Jon William Romano (born October 30, 1987) is an American convicted school shooter and reformed mental health advocate.

== Early life ==
Romano was born on October 30, 1987 in East Greenbush, New York. His father left the family when Romano was four years old. He alleges that, as a child, he was beaten by his father.

== Shooting and incarceration ==
On February 9, 2004, Romano, a Columbia High School student, walked into school with a Winchester 12-gauge pump-action shotgun. He passed by the main office and ascended stairs to a second-floor bathroom, where he hid inside a stall and sent text messages to his friends such as "I'm in school with shotgun, get out." Romano then washed his hands, then stepped out into a hallway and fired two shots before he was tackled from behind by school assistant principal John Sawchuk. During the ensuing struggle, a third shot was fired that struck the leg of special education teacher Michael Bennett. Romano was subdued and restrained until police arrived and he was arrested.
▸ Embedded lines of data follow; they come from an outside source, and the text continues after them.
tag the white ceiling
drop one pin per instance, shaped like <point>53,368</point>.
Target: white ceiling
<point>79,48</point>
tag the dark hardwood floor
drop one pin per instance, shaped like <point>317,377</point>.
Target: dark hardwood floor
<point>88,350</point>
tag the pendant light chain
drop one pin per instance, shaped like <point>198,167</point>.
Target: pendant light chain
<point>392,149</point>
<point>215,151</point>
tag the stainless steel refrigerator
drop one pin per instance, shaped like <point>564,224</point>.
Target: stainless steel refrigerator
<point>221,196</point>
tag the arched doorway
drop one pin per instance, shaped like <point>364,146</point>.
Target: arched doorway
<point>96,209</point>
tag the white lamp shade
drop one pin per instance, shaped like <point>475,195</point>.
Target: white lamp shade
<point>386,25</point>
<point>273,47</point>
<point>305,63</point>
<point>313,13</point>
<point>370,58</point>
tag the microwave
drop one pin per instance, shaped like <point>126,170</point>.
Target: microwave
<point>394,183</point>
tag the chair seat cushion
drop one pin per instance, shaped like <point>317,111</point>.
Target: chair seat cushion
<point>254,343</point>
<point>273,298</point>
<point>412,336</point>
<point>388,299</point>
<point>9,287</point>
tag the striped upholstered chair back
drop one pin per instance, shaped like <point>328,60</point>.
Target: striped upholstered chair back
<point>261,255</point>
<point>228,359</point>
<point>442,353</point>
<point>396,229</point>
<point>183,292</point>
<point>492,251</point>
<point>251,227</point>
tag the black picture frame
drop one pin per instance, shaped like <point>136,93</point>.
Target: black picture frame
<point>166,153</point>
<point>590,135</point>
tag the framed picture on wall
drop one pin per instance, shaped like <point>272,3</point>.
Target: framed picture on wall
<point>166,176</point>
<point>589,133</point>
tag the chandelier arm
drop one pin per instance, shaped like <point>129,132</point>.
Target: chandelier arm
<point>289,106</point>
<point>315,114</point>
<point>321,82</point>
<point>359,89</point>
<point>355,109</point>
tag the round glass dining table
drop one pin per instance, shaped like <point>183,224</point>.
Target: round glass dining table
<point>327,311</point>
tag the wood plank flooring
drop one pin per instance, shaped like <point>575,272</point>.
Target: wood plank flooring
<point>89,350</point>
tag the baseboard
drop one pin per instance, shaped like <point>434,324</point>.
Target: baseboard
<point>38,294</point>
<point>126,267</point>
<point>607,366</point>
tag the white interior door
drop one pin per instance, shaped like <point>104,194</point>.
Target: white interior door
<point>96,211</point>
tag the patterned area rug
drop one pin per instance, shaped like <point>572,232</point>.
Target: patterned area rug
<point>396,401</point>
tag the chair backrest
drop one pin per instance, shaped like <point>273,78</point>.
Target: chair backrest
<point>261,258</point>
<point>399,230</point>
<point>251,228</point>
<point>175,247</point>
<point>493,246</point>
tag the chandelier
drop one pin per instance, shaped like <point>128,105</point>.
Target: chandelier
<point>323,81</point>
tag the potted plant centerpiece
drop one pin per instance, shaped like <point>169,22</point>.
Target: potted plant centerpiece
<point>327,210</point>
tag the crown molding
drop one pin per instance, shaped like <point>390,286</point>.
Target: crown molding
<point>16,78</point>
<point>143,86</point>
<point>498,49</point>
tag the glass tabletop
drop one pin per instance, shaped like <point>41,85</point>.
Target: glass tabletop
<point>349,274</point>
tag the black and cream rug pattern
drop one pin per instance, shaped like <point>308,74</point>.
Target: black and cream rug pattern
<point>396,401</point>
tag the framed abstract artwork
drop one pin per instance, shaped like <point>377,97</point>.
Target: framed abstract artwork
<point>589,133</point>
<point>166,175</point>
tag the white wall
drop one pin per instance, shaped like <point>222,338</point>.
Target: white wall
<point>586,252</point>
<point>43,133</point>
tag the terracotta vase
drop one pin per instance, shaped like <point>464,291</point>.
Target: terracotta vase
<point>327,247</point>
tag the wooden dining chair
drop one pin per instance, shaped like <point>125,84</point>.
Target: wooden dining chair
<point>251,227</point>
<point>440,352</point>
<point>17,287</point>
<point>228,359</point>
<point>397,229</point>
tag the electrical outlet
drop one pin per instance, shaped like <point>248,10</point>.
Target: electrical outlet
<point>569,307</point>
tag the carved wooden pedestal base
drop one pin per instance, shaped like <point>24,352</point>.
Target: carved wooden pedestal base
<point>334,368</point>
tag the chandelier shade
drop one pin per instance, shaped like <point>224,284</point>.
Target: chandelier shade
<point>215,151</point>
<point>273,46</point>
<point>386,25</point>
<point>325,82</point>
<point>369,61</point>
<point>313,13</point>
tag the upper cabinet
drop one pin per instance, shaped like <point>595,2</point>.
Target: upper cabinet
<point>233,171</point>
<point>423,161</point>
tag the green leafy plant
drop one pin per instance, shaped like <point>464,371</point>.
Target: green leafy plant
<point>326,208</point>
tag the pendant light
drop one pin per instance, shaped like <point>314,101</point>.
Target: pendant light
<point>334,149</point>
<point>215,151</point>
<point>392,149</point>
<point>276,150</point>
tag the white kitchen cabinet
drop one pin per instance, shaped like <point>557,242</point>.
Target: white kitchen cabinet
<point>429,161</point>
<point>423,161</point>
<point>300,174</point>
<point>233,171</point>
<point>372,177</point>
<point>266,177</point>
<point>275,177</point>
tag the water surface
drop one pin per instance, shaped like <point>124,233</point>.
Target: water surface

Romano was charged with three counts of attempted murder in the second degree, one count of assault in the second degree, and 82 counts of reckless endangerment in the first degree. He accepted a plea agreement from the prosecution and was sentenced to 20 years in prison followed by a five-year period of post-release supervision.
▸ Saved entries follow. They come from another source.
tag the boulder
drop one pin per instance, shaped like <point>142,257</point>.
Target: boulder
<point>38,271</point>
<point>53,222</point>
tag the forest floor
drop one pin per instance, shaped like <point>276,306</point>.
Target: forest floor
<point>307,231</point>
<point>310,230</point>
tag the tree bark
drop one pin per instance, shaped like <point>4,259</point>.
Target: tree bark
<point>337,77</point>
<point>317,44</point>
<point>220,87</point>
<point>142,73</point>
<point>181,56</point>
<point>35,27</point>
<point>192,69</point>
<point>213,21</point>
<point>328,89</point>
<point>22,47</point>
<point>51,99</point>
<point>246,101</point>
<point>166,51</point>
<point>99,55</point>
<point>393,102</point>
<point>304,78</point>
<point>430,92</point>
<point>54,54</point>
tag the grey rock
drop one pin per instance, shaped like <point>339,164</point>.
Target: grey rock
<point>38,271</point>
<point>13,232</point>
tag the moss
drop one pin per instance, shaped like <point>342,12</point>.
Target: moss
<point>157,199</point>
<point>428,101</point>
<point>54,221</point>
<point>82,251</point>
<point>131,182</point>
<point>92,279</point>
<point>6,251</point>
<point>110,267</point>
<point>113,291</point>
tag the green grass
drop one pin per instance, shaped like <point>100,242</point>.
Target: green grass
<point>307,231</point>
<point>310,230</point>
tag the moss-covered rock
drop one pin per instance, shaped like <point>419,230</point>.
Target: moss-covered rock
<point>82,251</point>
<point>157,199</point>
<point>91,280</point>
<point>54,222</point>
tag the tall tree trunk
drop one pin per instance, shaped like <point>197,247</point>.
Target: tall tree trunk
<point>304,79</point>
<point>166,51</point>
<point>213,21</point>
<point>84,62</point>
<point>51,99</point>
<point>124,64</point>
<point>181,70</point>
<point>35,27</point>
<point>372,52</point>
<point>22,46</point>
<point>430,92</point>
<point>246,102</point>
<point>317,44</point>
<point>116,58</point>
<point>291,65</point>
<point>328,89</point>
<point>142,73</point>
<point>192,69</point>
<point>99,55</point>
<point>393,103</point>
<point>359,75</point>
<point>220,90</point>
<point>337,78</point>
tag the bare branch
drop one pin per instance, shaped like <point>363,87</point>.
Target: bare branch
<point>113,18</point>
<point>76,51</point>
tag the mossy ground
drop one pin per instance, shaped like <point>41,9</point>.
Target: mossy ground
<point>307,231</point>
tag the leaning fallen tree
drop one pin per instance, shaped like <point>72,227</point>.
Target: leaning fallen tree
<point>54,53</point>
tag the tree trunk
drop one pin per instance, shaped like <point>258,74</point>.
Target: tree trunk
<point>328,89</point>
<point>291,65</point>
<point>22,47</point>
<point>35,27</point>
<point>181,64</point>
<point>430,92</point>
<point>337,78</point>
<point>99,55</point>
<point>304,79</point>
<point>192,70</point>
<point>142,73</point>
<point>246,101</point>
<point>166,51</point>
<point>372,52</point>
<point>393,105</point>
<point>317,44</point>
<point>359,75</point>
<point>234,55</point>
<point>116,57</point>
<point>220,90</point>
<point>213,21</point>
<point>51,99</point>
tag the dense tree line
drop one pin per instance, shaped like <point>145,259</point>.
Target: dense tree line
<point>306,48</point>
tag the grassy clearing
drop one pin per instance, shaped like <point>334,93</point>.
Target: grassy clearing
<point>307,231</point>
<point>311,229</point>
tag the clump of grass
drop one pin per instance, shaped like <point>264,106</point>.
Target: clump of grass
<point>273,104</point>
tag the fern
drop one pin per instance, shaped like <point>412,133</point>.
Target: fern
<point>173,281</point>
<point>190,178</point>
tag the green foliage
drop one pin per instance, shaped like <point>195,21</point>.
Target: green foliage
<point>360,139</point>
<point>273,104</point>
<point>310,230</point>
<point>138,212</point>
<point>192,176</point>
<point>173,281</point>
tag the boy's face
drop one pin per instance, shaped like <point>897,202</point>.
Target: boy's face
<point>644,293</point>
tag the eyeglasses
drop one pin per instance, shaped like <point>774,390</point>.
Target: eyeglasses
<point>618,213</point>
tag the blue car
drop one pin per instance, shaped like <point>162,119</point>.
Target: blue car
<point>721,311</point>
He wrote a series of letters during his incarceration that advocated against gun violence. After the 2018 Parkland high school shooting, he wrote that the survivors were "courageous and inspiring for demanding action from politicians". On February 21, 2018, The Albany Times Union published a column featuring comments from Sawchuk. Romano responded with a letter thanking Sawchuk for stopping him before he could hurt himself or others.

Romano was released on December 15, 2020 after serving seventeen years of his 20-year sentence.

== After release ==
=== Sword attack ===
On 29 August 2022, Romano was attacked with a sword and critically injured while working at a homeless shelter in Albany, New York. Randell D. Mason, a 42 year old homeless man was subsequently arrested and charged with attempted second-degree murder. In April 2023, Mason was found guilty and sentenced to 25 years imprisonment on the charge.

=== Social media ===
In early 2022, Romano made a social media account on the streaming platform TikTok. The account quickly gained a following due to his criminal notoriety. As attention to his social media presence grew, a significant amount of backlash from other influencers on the platform, many of whom claimed it was an attempt to monetize the notoriety gained from his violent crimes. In late 2022, Romano announced that he would no longer be participating on the platform due to the amount of negative and abusive comments he received.

As of 2026, Romano actively posts on TikTok and has a following of over 250,000 followers.